Transcutaneous electrical nerve stimulation (TENS) has had widespread use as a therapeutic adjunct to the pharmacologic management of pain, but its effectiveness in chronic low back pain remains controversial. Khadilkar et al selected 4 randomized controlled clinical trials that met their selection criteria and that compared TENS to placebo for the management of chronic low back pain.30 The investigators found conflicting evidence in 2 trials regarding whether TENS had any benefit in reducing back pain intensity, whereas 2 trials showed consistent evidence that TENS did not improve back-specific functional status.30
In addition, Khadilkar et al found conflicting results in 2 studies regarding generic health status: 1 study showed no improvement on the modified Sickness Impact Profile, whereas another study showed significant improvements on several, but not all subsections of the Short Form-36 (SF-36) Health Survey.30 Moreover, multiple physical outcome measures lacked statistically significant improvement relative to placebo. The investigators concluded that at present, the evidence does not support the use of TENS in the routine management of chronic low back pain.30
Acupuncture has also had widespread use in the management of pain, with conflicting results. Yuan et al conducted a systematic review of randomized controlled trials to explore the evidence for the effectiveness of acupuncture for nonspecific low back pain.31 Twenty-three trials with 6359 patients met the investigators' inclusion criteria and classified into 5 types of comparisons, 6 of which were of high quality.

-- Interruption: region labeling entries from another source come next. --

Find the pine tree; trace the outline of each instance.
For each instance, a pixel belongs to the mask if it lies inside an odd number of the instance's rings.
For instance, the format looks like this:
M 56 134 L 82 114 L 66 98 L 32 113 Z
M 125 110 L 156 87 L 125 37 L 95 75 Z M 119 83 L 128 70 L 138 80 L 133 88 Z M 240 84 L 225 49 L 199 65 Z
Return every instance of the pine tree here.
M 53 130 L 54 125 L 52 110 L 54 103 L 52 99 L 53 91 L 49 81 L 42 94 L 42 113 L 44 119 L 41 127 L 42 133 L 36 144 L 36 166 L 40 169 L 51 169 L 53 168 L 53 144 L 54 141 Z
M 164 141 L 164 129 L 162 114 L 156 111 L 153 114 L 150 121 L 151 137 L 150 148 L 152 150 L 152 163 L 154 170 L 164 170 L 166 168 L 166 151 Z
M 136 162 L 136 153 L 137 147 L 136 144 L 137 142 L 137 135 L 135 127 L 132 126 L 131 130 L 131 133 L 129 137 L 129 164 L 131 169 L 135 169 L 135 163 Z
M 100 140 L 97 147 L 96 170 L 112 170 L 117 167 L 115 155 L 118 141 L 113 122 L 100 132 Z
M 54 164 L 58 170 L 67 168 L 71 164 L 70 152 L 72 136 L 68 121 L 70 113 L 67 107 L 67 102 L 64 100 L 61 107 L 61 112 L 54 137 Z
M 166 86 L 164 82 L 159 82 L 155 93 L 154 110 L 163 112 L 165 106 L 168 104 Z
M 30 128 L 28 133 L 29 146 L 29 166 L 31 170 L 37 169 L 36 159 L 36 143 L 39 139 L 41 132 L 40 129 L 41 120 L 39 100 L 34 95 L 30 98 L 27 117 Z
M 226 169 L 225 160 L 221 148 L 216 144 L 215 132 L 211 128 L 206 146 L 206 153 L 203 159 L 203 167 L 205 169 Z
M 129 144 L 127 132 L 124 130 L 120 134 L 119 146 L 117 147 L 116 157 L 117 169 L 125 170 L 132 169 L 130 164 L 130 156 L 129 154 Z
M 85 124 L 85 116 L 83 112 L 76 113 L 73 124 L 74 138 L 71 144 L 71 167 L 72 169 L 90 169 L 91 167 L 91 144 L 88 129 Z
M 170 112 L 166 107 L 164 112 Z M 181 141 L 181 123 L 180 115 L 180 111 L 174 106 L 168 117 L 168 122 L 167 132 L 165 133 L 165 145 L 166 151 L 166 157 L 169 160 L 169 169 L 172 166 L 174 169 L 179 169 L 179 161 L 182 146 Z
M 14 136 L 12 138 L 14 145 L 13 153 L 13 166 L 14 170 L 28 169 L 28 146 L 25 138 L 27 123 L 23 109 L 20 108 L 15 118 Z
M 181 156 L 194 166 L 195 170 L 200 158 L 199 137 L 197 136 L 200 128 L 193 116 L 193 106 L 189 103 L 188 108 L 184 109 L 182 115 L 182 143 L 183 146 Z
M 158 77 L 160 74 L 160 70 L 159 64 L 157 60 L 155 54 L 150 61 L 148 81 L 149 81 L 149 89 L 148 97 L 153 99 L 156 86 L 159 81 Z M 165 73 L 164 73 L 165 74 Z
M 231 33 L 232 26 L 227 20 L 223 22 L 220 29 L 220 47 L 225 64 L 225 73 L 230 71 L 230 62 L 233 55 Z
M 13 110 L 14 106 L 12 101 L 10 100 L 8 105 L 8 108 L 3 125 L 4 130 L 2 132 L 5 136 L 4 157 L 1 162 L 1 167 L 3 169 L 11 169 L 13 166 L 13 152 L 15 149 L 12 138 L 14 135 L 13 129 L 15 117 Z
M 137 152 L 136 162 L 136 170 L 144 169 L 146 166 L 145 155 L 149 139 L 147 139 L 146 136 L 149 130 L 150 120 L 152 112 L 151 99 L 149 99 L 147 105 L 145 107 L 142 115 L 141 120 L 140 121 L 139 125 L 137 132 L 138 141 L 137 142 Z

Yuan et al found moderate evidence that acupuncture is more effective than no treatment, and strong evidence of no significant difference between acupuncture and sham acupuncture, for short-term pain relief.31 In addition, the investigators found strong evidence that acupuncture can be a useful supplement to other forms of conventional therapy for nonspecific low back pain, but further investigation is needed. Yuan et al concluded that acupuncture versus no treatment, and as an adjunct to conventional care, should be advocated in the European Guidelines for the treatment of chronic low back pain.31
Cherkin et al studied the importance of needle placement and skin penetration in eliciting acupuncture effects for 638 adult patients with mechanical chronic low back pain.32 The patients were randomized to individualized acupuncture, standardized acupuncture, simulated acupuncture, or usual care, receiving 10 treatments over a 7-week period as administered by experienced acupuncturists.
The investigators reported that individuals receiving real or simulated acupuncture (60%) were more likely than those receiving usual care (39%) to experience clinically meaningful improvements on the dysfunction scale (P <0.001).32 Cherkin et al found that although acupuncture was found effective for chronic low back pain, tailoring needling sites to each patient and penetration of the skin appeared to be unimportant in eliciting therapeutic benefits—which raises the question of whether acupuncture or simulated acupuncture provides physiologically important stimulation or whether it represents placebo or nonspecific effects.
Physical therapy
A Boston overlapping brace is used to immobilize the pelvis for prevention of hyperextension and is worn in 0° lordosis for 23 hours per day and for as long as the patient is totally symptom free for a minimum of 3 months, after which a repeat bone scan is performed. Hamstring stretching and lumbar flexibility motions are performed in the brace. Most patients are said to have normal findings on scanning within 3-9 months.11 Aquatic rehabilitation can also be performed in the acute phase.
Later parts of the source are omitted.